Première évolution, les inflexions sociétales caractérisées par l'émergence de valeurs nouvelles : partage, frugalité, coopération, transparence, esprit collaboratif. Seconde évolution, l'irruption du numérique initialement portée par les GAFA (Google, Apple, Facebook, Amazon), qui structurent le paysage du Net, s'est largement diffusée auprès des citoyens, des entreprises, de tous les acteurs économiques. Troisième évolution qui résulte des deux premières, la relation de l'entreprise avec les clients change en profondeur. Le client est devenu un acteur maître de ses choix, pôle d'influence sur la toile, prescripteur auprès de ses pairs émettant des avis positifs ou négatifs, créateur de communautés et à l'initiative de nouveaux réseaux sociaux. Quatrième évolution, la vitesse de pénétration des nouveaux entrants sur les marchés. Les barrières à l'entrée sont battues en brèche par l'irruption rapide d'entreprises ou même de communautés d'individus positionnées hors du secteur marchand qui concurrencent les acteurs traditionnels. C'est l'ubérisation.
Les positions ne sont pour autant pas figées. Nous entrons dans l'ère de l'entreprise multipolaire et agile. La culture de l'expérience client et de l'usage se développe au profit d'une entreprise interconnectée, sans qu'il soit possible de faire rentrer ces évolutions sous un modèle unique.

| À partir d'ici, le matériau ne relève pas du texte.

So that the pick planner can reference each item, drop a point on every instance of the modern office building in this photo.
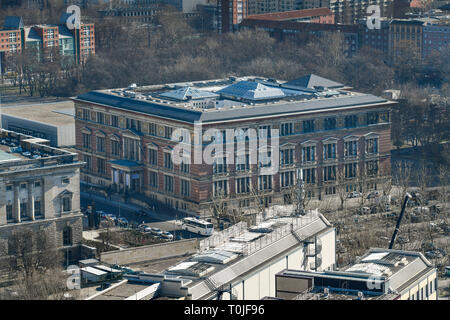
(39, 190)
(76, 44)
(124, 136)
(239, 263)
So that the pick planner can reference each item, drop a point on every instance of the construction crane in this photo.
(397, 227)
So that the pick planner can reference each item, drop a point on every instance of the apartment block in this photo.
(76, 44)
(124, 136)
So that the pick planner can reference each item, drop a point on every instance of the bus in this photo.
(198, 226)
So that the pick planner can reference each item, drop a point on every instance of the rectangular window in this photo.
(88, 161)
(372, 118)
(168, 183)
(67, 204)
(184, 166)
(168, 164)
(265, 182)
(287, 178)
(372, 168)
(37, 208)
(243, 162)
(350, 170)
(329, 123)
(243, 185)
(264, 131)
(309, 175)
(100, 144)
(220, 188)
(220, 165)
(9, 212)
(329, 173)
(308, 154)
(287, 157)
(168, 132)
(287, 129)
(115, 121)
(351, 148)
(185, 188)
(100, 118)
(86, 141)
(308, 126)
(372, 145)
(115, 148)
(23, 210)
(153, 157)
(265, 159)
(152, 129)
(351, 121)
(153, 179)
(329, 151)
(86, 114)
(101, 166)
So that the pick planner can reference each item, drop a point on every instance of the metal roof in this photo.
(250, 90)
(188, 93)
(13, 22)
(312, 80)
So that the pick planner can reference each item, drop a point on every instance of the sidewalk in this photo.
(132, 207)
(93, 234)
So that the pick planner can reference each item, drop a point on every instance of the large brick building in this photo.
(124, 136)
(39, 190)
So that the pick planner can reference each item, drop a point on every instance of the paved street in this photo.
(128, 211)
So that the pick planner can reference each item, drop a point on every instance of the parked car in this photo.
(421, 210)
(141, 213)
(156, 231)
(167, 235)
(354, 194)
(363, 210)
(373, 194)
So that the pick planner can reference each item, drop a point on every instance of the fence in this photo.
(253, 246)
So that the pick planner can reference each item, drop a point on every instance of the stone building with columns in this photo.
(39, 190)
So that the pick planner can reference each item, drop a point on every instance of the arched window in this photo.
(67, 236)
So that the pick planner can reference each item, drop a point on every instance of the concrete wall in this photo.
(261, 283)
(148, 253)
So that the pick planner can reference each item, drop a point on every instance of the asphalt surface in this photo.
(130, 214)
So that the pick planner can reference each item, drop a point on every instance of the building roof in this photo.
(400, 267)
(31, 35)
(292, 15)
(57, 114)
(13, 23)
(250, 90)
(312, 80)
(94, 271)
(238, 99)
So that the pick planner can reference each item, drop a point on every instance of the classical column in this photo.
(31, 200)
(16, 203)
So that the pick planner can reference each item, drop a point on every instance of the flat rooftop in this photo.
(232, 99)
(57, 114)
(122, 291)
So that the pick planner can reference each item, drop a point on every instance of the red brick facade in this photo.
(201, 177)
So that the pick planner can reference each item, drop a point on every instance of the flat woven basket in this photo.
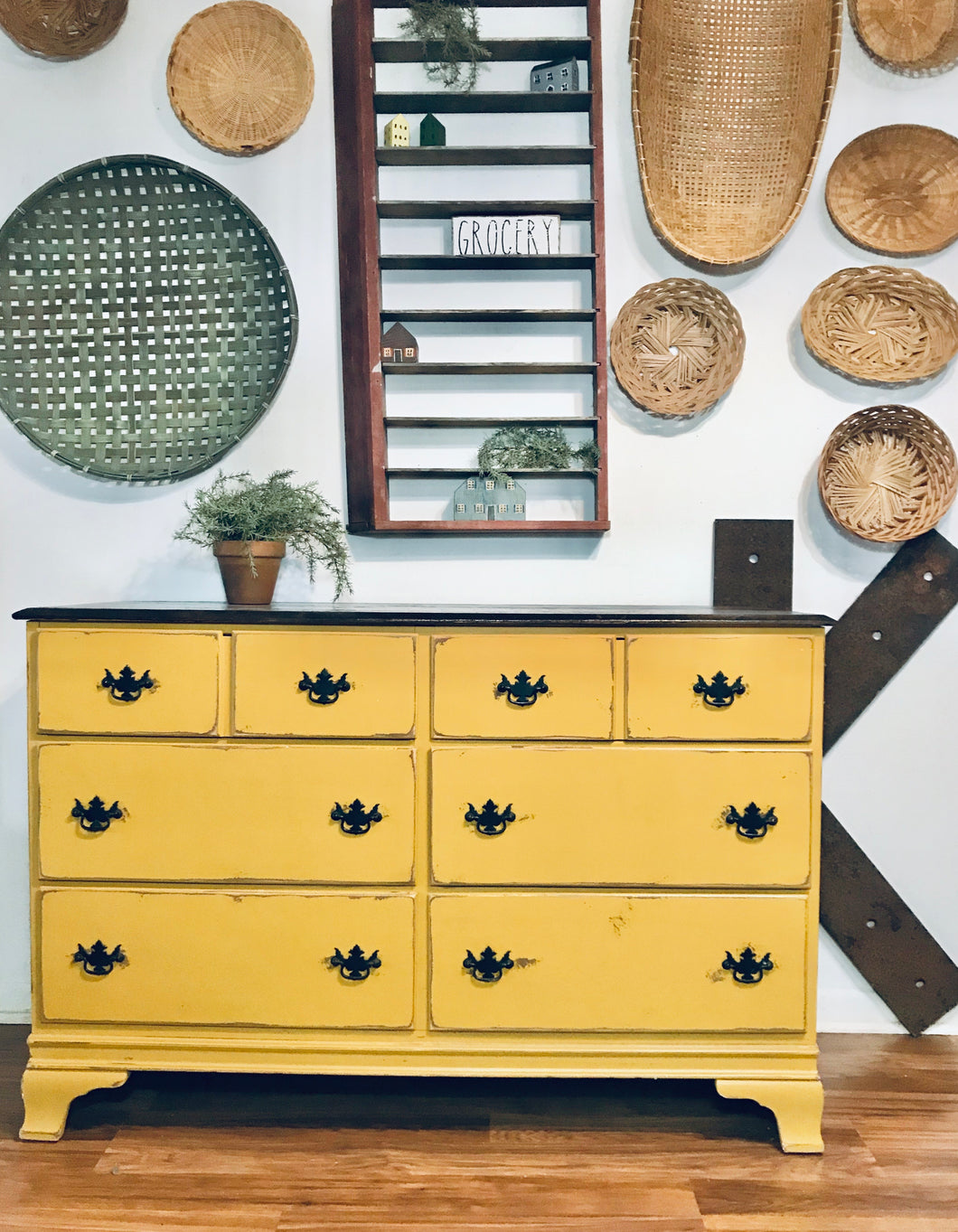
(61, 30)
(888, 474)
(240, 77)
(907, 36)
(729, 102)
(146, 319)
(880, 324)
(896, 190)
(678, 346)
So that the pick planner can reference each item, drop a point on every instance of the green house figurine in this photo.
(431, 131)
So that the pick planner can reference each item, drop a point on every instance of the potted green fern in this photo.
(251, 523)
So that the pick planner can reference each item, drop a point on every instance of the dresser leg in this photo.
(797, 1105)
(48, 1093)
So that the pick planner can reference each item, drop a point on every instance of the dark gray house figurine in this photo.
(481, 499)
(398, 346)
(560, 77)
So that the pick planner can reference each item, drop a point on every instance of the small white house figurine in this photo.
(397, 132)
(481, 499)
(398, 346)
(559, 77)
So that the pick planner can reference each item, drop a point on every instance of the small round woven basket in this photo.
(894, 190)
(888, 474)
(240, 77)
(880, 324)
(907, 36)
(678, 346)
(61, 30)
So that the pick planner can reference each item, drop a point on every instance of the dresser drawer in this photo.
(618, 963)
(221, 812)
(522, 686)
(127, 682)
(226, 959)
(611, 815)
(324, 684)
(719, 686)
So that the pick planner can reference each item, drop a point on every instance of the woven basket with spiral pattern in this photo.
(888, 474)
(678, 346)
(880, 324)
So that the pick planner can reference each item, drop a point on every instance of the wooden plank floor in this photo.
(399, 1154)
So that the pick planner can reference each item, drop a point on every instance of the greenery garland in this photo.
(456, 27)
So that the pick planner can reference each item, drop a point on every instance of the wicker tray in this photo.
(729, 104)
(678, 346)
(880, 324)
(61, 30)
(146, 319)
(907, 36)
(240, 77)
(888, 474)
(896, 190)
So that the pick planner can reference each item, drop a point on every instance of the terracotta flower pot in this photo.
(234, 564)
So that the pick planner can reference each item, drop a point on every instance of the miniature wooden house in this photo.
(398, 346)
(481, 499)
(397, 132)
(560, 77)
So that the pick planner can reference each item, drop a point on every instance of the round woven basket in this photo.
(907, 36)
(880, 324)
(888, 474)
(61, 30)
(896, 190)
(240, 77)
(678, 346)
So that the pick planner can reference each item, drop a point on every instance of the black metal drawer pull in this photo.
(523, 691)
(753, 823)
(719, 692)
(355, 964)
(355, 818)
(486, 968)
(96, 817)
(747, 968)
(324, 690)
(126, 686)
(489, 820)
(98, 960)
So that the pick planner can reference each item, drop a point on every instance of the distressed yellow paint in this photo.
(241, 811)
(183, 667)
(776, 672)
(635, 963)
(578, 672)
(380, 669)
(612, 814)
(210, 956)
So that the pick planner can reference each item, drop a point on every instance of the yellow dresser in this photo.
(339, 839)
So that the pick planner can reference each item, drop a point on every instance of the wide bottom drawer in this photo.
(155, 956)
(618, 963)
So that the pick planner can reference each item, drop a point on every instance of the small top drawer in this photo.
(719, 686)
(127, 682)
(522, 686)
(324, 684)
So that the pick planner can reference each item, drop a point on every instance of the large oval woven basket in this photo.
(907, 36)
(896, 190)
(729, 102)
(678, 346)
(146, 319)
(61, 30)
(888, 474)
(240, 77)
(882, 324)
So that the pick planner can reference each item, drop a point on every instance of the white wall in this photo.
(65, 539)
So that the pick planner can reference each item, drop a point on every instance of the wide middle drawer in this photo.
(224, 812)
(612, 814)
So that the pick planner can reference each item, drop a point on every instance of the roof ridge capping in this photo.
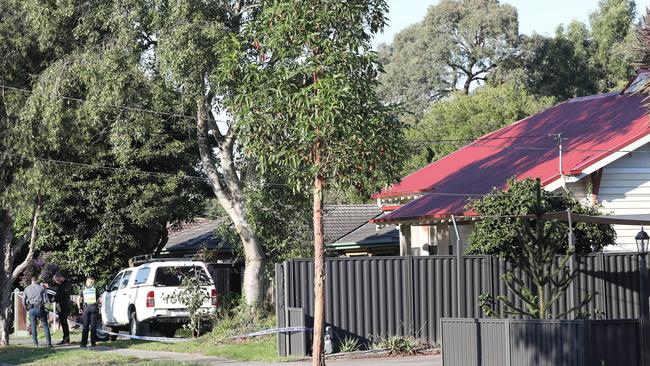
(593, 97)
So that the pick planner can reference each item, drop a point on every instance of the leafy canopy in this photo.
(498, 236)
(455, 47)
(540, 272)
(463, 118)
(313, 109)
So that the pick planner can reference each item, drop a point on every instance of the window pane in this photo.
(173, 276)
(142, 276)
(125, 279)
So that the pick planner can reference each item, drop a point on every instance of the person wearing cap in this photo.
(62, 299)
(88, 301)
(34, 300)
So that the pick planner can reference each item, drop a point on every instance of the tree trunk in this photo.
(319, 274)
(10, 248)
(254, 271)
(228, 189)
(467, 84)
(5, 311)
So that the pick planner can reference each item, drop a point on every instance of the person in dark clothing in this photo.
(34, 300)
(88, 301)
(62, 299)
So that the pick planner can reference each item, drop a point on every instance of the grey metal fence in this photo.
(505, 342)
(384, 296)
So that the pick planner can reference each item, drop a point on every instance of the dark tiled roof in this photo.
(368, 234)
(192, 239)
(340, 220)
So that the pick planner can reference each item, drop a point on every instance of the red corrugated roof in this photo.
(526, 148)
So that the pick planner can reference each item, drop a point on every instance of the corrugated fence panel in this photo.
(383, 296)
(461, 342)
(494, 346)
(615, 342)
(546, 342)
(621, 279)
(435, 294)
(540, 342)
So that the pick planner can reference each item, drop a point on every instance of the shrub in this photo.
(398, 345)
(349, 344)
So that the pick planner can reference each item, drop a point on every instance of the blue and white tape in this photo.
(273, 331)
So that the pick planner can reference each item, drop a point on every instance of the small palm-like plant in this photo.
(349, 344)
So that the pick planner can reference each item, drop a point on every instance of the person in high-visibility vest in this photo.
(88, 302)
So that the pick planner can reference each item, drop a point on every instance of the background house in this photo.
(226, 271)
(604, 157)
(348, 232)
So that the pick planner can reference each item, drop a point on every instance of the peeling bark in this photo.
(10, 248)
(228, 189)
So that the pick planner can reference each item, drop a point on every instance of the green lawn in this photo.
(262, 349)
(26, 355)
(256, 349)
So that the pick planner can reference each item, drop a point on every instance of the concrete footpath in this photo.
(208, 360)
(428, 360)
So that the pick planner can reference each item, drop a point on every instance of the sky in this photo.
(541, 16)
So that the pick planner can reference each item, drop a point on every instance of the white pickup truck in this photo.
(142, 298)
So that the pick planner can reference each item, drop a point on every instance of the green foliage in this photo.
(463, 118)
(282, 219)
(498, 236)
(315, 82)
(540, 242)
(580, 59)
(455, 47)
(235, 319)
(96, 218)
(457, 44)
(192, 294)
(398, 345)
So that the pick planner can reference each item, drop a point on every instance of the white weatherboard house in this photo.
(604, 157)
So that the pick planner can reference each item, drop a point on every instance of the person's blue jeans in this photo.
(34, 315)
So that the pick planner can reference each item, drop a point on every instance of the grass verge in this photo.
(26, 355)
(262, 349)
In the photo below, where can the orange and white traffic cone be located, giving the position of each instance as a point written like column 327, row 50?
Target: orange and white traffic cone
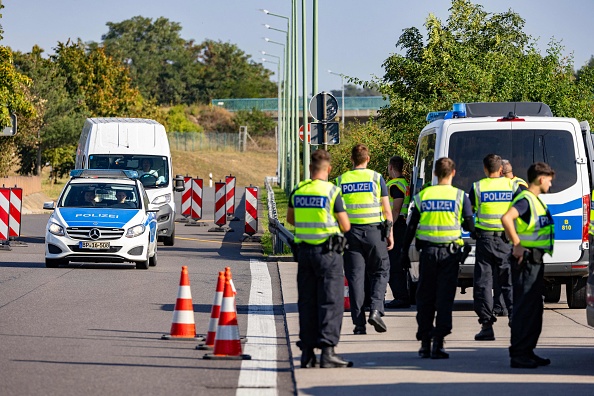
column 347, row 299
column 214, row 314
column 182, row 325
column 227, row 343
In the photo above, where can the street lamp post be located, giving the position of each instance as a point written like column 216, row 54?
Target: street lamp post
column 342, row 100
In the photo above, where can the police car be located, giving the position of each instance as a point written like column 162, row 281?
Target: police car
column 102, row 216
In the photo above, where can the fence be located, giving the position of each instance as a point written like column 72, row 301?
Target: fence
column 281, row 237
column 193, row 141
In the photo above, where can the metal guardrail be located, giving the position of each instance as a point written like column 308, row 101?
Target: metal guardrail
column 281, row 237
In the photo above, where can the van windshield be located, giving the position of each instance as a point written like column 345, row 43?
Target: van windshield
column 521, row 147
column 152, row 169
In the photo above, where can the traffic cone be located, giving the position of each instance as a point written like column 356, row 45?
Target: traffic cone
column 347, row 300
column 227, row 343
column 214, row 314
column 182, row 325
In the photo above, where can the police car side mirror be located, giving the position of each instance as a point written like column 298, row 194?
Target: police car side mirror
column 178, row 183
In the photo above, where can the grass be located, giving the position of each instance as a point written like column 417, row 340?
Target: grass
column 281, row 208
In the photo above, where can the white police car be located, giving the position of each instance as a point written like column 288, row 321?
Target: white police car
column 102, row 216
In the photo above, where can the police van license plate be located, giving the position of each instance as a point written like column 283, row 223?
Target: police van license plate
column 93, row 245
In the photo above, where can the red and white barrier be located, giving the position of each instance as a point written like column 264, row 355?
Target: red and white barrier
column 4, row 212
column 230, row 200
column 14, row 216
column 187, row 197
column 251, row 210
column 196, row 208
column 220, row 199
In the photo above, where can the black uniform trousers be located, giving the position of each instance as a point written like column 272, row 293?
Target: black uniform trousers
column 528, row 284
column 398, row 275
column 320, row 287
column 491, row 271
column 436, row 290
column 367, row 255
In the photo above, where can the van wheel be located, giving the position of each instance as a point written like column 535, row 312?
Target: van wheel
column 552, row 292
column 170, row 240
column 576, row 292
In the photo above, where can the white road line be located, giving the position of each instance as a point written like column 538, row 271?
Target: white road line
column 259, row 375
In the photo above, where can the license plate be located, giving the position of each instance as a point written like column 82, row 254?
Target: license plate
column 93, row 245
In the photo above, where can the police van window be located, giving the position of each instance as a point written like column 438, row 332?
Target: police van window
column 520, row 147
column 424, row 161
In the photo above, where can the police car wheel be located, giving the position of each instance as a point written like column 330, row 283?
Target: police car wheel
column 53, row 263
column 153, row 260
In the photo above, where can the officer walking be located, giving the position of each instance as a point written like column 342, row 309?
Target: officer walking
column 437, row 216
column 491, row 198
column 316, row 209
column 529, row 226
column 399, row 196
column 366, row 198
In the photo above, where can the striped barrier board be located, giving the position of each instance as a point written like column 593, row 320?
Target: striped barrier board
column 14, row 215
column 251, row 210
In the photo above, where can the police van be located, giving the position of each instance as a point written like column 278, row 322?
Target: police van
column 102, row 216
column 522, row 133
column 134, row 144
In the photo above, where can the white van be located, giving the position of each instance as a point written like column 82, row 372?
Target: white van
column 134, row 144
column 523, row 133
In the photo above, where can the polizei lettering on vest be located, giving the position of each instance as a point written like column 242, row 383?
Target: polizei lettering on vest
column 348, row 188
column 96, row 216
column 496, row 196
column 437, row 205
column 308, row 201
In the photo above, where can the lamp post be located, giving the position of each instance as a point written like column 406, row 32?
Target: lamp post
column 279, row 134
column 342, row 100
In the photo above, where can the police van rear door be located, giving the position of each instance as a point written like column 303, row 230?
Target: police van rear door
column 558, row 142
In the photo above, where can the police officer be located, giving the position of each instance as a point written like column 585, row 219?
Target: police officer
column 529, row 226
column 316, row 209
column 436, row 218
column 399, row 195
column 491, row 198
column 367, row 204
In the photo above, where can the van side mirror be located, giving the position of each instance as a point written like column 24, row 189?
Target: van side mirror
column 178, row 183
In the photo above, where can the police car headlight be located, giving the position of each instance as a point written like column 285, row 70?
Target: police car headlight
column 56, row 229
column 135, row 231
column 162, row 199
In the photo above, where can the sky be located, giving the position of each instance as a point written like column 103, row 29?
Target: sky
column 355, row 36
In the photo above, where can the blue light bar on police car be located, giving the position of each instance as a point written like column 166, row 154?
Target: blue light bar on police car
column 104, row 173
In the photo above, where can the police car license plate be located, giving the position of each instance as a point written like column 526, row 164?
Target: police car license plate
column 93, row 245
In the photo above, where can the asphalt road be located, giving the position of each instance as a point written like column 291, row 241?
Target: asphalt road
column 95, row 329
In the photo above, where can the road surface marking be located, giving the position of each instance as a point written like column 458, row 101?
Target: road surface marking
column 259, row 375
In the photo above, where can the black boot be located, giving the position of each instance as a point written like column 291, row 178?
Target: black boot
column 308, row 358
column 486, row 333
column 437, row 351
column 331, row 360
column 425, row 351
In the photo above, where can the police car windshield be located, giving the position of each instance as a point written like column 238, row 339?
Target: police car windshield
column 153, row 170
column 100, row 195
column 521, row 147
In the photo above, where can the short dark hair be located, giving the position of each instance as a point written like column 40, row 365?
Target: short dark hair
column 397, row 163
column 492, row 163
column 319, row 160
column 444, row 167
column 359, row 154
column 538, row 169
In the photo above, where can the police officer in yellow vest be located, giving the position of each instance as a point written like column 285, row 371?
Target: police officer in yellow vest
column 491, row 197
column 317, row 211
column 399, row 194
column 436, row 219
column 529, row 226
column 367, row 204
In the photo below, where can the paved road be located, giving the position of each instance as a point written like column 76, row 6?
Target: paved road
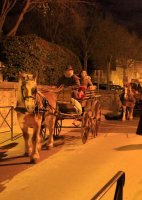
column 73, row 170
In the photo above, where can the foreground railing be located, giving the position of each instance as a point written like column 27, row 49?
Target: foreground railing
column 119, row 177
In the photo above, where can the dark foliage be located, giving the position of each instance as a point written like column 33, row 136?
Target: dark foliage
column 31, row 53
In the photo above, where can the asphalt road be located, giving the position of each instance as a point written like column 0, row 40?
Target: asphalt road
column 12, row 162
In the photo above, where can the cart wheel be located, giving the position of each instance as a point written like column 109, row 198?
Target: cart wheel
column 95, row 127
column 57, row 127
column 85, row 127
column 84, row 134
column 43, row 133
column 98, row 111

Vassili Joannides de Lautour dresse un bilan du modèle coopératif qui recouvre des réalités multiples : des coopératives ouvrières aux coopératives agricoles, de celles de salariés aux groupements de fournisseurs ou d'usagers. Le mouvement coopératif trouve ses racines dans la philosophie de Saint Simon, prolongeant le modèle de cité idéale conçu par Thomas More au xvie siècle. Au fil des ans, il est devenu un acteur incontournable de l'économie, opérant dans tous les secteurs. Dans les années 1980, le mouvement coopératif a progressivement perdu de son attrait, tant les exigences du modèle semblaient incompatibles avec un chômage croissant et une économie au ralenti. Puis, à partir du milieu des années 1990, le modèle coopératif est considéré comme une manière pour l'entrepreneur d'assurer la succession de l'entreprise qu'il a créée. Depuis, de nombreux cas de reprise d'entreprises par leurs salariés, soit pour assurer une continuité managériale, soit pour éviter une faillite, se sont fait jour. En 2014, le secteur coopératif compte plus de 800 millions de coopérateurs (membres détenant une partie du capital et ayant un droit de vote), emploie 250 millions de salariés et vient en aide à 150 millions de personnes dans 96 pays. Les coopératives emploient en moyenne 8,73 % de la population active dans le monde, avec peu de différences d'un continent à l'autre. Après presque trois décennies de relatif désintérêt pour les acteurs économiques, les coopératives apparaissent à nouveau comme un moyen d'atténuer les effets des crises économiques et financières et aussi comme une nouvelle manière d'entreprendre et de gérer. Mais des difficultés demeurent, le premier défi pour les coopératives étant de parvenir à lever des fonds suffisants pour ne pas se heurter à des barrières trop lourdes à l'entrée dans un secteur d'activité.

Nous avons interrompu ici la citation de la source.